Associazione Nazionale Medici Cardiologi Ospedalieri

CONGRESS ABSTRACT

CONGRESS ABSTRACT

IN THE APEX OF THE CONUNDRUM: A CASE OF SEVERE SEPSIS AND TAKOTSUBO SYNDROME

Vacca Matteo Carbonia (Sud Sardegna) – Medicina Interna Asl Sulcis | Cocco Daniele Cagliari (Cagliari) – Consulenza E Valutazione Cardiologica Arnas Brotzu | Pilleri Anna Rita Cagliari (Cagliari) – Consulenza E Valutazione Cardiologica Arnas Brotzu | Flore Ilario Cagliari (Cagliari) – Medicina Generale Arnas Brotzu | OrrĂ¹ Cristina Cagliari (Cagliari) – Medicina Generale Arnas Brotzu

A 71-years-old woman presented to the emergency department of our institution. In the last three weeks she had fever with acme at 40 °C associated with general malaise and intense asthenia. The patient also complained of two syncopal episodes which prompted her to go to the hospital. The physical examination was normal.Inflammation indeces were elevated and blood cultures turned positive for E.coli. During the stay she complained of intense asthenia and abdominal pain. An urgent abdominal ultrasound showed three hepatic abscesses. An urgent total body CT scan (figure 1) confirmed the presence of abscess. A diagnosis of sepsis due to hepatic abscesses was done, Meropenem was started and a ultrasound-guided drainage of the hepatic abscesses was done. In order to study the syncope a transthoracic echocardiogram (TTE) was performed revealing a left ventricle normal in size but with a mild systolic dysfunction due to akinesia of the apex, EF 46% (figure 2). Of note, on admission and during the stay the patient did not complaint chest pain. A new ECG showed a normofrequent sinus rhythm and negative T waves in all the leads (figure 3). A differential diagnosis between acute coronary syndrome, acute myocarditis and secondary Takotsubo syndrome had to be done. Serial troponin measurements and a coronary CT were performed. They were normal. After a few days cardiac MRI showed an early recovery of the LV, with only mild and diffuse hypokinesia, EF 49%, and excluded focal structural changes and pathologic delayed-enhancement areas related to myocardial fibrosis/necrosis (figure 4).
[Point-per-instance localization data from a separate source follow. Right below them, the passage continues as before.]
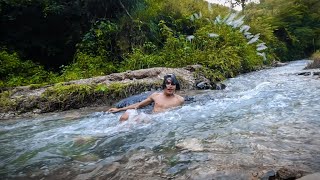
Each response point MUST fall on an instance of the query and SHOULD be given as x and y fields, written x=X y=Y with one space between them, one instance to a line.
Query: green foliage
x=316 y=61
x=100 y=39
x=223 y=56
x=6 y=103
x=294 y=23
x=63 y=93
x=15 y=72
x=86 y=66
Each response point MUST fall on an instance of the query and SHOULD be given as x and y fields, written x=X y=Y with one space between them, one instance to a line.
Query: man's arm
x=133 y=106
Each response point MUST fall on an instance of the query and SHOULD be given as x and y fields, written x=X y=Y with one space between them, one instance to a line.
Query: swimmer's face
x=170 y=87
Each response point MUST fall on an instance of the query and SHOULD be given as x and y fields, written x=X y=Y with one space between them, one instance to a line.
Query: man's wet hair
x=174 y=81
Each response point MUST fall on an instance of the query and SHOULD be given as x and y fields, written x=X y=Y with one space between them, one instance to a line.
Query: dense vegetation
x=52 y=41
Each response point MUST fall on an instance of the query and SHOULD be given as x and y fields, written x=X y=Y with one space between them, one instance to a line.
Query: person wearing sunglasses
x=163 y=101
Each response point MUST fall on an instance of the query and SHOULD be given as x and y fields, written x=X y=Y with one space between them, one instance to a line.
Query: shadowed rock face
x=97 y=91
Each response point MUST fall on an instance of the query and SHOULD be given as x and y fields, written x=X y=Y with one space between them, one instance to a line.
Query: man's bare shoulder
x=180 y=98
x=154 y=95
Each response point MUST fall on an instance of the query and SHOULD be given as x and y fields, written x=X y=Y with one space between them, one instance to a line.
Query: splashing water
x=262 y=120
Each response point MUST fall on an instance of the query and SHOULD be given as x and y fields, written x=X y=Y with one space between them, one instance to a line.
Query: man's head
x=170 y=83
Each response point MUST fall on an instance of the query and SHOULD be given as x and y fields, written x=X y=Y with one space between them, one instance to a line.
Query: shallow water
x=261 y=121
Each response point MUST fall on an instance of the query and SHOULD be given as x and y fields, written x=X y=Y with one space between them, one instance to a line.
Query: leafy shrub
x=15 y=72
x=86 y=66
x=316 y=61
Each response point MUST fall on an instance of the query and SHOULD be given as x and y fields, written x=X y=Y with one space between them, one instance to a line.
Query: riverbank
x=92 y=92
x=29 y=101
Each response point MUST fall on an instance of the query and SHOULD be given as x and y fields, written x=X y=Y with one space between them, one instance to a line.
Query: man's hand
x=114 y=110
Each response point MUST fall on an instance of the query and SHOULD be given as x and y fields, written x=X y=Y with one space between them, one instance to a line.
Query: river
x=263 y=120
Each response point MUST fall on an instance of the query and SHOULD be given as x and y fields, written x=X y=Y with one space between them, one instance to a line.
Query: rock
x=203 y=85
x=177 y=169
x=287 y=174
x=192 y=144
x=315 y=176
x=218 y=86
x=268 y=175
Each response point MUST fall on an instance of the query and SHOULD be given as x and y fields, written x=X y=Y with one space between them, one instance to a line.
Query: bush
x=86 y=66
x=316 y=61
x=15 y=72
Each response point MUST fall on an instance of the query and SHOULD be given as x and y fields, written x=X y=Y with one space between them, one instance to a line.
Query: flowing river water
x=263 y=120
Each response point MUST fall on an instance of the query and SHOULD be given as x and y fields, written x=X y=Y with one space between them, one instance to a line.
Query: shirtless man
x=162 y=100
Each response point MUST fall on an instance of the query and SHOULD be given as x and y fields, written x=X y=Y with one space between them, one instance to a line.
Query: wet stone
x=177 y=169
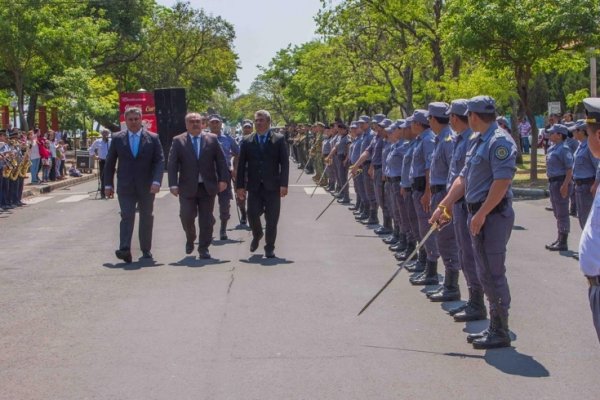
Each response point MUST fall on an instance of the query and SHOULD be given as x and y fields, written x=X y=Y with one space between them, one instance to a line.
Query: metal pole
x=593 y=77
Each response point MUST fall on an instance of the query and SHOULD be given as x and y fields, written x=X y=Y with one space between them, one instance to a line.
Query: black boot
x=401 y=244
x=497 y=335
x=429 y=277
x=403 y=255
x=450 y=291
x=243 y=217
x=373 y=218
x=420 y=265
x=561 y=244
x=223 y=230
x=356 y=206
x=386 y=229
x=474 y=309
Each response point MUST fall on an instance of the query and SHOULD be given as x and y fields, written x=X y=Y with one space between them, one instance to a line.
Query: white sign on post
x=553 y=107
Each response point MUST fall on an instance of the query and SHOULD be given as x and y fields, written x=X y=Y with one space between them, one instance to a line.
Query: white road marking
x=35 y=200
x=74 y=199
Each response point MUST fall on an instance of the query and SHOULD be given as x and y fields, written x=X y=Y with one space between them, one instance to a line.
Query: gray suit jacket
x=184 y=168
x=135 y=174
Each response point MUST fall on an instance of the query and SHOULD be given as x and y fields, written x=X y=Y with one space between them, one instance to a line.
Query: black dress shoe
x=254 y=243
x=124 y=255
x=269 y=254
x=147 y=255
x=203 y=254
x=189 y=247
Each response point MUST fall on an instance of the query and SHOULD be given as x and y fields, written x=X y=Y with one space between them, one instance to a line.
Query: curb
x=530 y=192
x=37 y=190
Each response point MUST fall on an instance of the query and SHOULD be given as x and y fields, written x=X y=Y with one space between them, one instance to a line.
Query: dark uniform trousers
x=267 y=202
x=489 y=248
x=200 y=205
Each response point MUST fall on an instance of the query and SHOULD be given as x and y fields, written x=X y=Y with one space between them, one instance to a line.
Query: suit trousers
x=201 y=205
x=267 y=202
x=225 y=198
x=128 y=202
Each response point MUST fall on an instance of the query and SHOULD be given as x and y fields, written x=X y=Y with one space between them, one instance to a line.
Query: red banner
x=5 y=117
x=142 y=100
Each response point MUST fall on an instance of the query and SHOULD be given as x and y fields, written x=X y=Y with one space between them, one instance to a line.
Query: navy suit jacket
x=134 y=174
x=268 y=166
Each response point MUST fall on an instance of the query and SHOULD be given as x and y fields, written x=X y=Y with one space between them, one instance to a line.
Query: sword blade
x=319 y=181
x=415 y=251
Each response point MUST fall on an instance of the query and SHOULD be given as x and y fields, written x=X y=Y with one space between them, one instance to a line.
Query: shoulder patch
x=501 y=152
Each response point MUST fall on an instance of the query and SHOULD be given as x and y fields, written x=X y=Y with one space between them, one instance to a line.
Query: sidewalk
x=35 y=190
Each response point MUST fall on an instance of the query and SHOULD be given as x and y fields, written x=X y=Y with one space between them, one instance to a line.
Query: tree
x=524 y=36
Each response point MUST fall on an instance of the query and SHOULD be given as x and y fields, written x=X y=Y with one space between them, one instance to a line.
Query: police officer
x=474 y=309
x=586 y=174
x=589 y=246
x=421 y=193
x=231 y=151
x=438 y=180
x=559 y=169
x=485 y=182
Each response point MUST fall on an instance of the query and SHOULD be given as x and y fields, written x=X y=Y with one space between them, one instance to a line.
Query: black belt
x=419 y=184
x=557 y=178
x=584 y=181
x=437 y=188
x=593 y=280
x=474 y=207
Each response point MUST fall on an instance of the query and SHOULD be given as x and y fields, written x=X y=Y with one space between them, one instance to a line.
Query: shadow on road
x=136 y=265
x=260 y=259
x=194 y=262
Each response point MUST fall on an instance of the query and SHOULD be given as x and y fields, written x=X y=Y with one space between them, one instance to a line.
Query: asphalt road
x=76 y=324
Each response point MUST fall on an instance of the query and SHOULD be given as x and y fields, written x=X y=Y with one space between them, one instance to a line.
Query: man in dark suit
x=264 y=160
x=141 y=166
x=197 y=172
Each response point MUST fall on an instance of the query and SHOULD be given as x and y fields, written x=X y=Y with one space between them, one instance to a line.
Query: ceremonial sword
x=434 y=226
x=358 y=172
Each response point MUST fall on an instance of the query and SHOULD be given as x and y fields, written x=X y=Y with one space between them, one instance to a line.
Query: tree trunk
x=31 y=110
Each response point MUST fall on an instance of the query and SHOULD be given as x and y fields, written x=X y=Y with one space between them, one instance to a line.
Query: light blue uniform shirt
x=394 y=159
x=586 y=165
x=492 y=156
x=558 y=160
x=422 y=153
x=409 y=147
x=442 y=157
x=461 y=145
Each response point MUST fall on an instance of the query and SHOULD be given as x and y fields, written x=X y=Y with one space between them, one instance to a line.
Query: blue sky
x=262 y=28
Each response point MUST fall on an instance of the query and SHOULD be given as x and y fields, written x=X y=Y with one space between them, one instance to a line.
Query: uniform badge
x=501 y=153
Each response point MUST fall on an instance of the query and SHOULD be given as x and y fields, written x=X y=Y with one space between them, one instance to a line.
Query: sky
x=262 y=28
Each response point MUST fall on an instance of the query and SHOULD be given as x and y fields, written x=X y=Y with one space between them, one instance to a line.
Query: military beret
x=420 y=116
x=377 y=118
x=502 y=120
x=592 y=110
x=558 y=128
x=438 y=109
x=458 y=107
x=482 y=104
x=385 y=123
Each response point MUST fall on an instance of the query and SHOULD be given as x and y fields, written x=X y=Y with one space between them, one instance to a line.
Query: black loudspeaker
x=170 y=108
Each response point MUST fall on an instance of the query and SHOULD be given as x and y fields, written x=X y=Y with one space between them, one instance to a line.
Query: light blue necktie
x=195 y=143
x=134 y=144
A diagnosis of Tako-tsubo syndrome (TS) secondary to the sepsis was made. The patient was treated with Bisoprolol, Valsartan, Acetilsalicil acidg, Atorvastatin. Thereafter she experienced a progressive clinical improvement with remission of fever and was finally discharged apiretic, eupnoic and hemodynamically stable. Two weeks later she was in good clinical status and a TTE showed a complete recovery of the LV function and a normal ECG. The diagnosis of TS should be considered in case of stressful physical triggers. Non invasive imaging is the key for every single step of the diagnosis : TTE is essential for the first working diagnosis, cardiac CT for the exclusion of critical coronary artery disease and MRI for the exclusion of an acute myocarditis. The recommended therapy and follow-up are essential to achieve the good clinical outcome and avoid complications.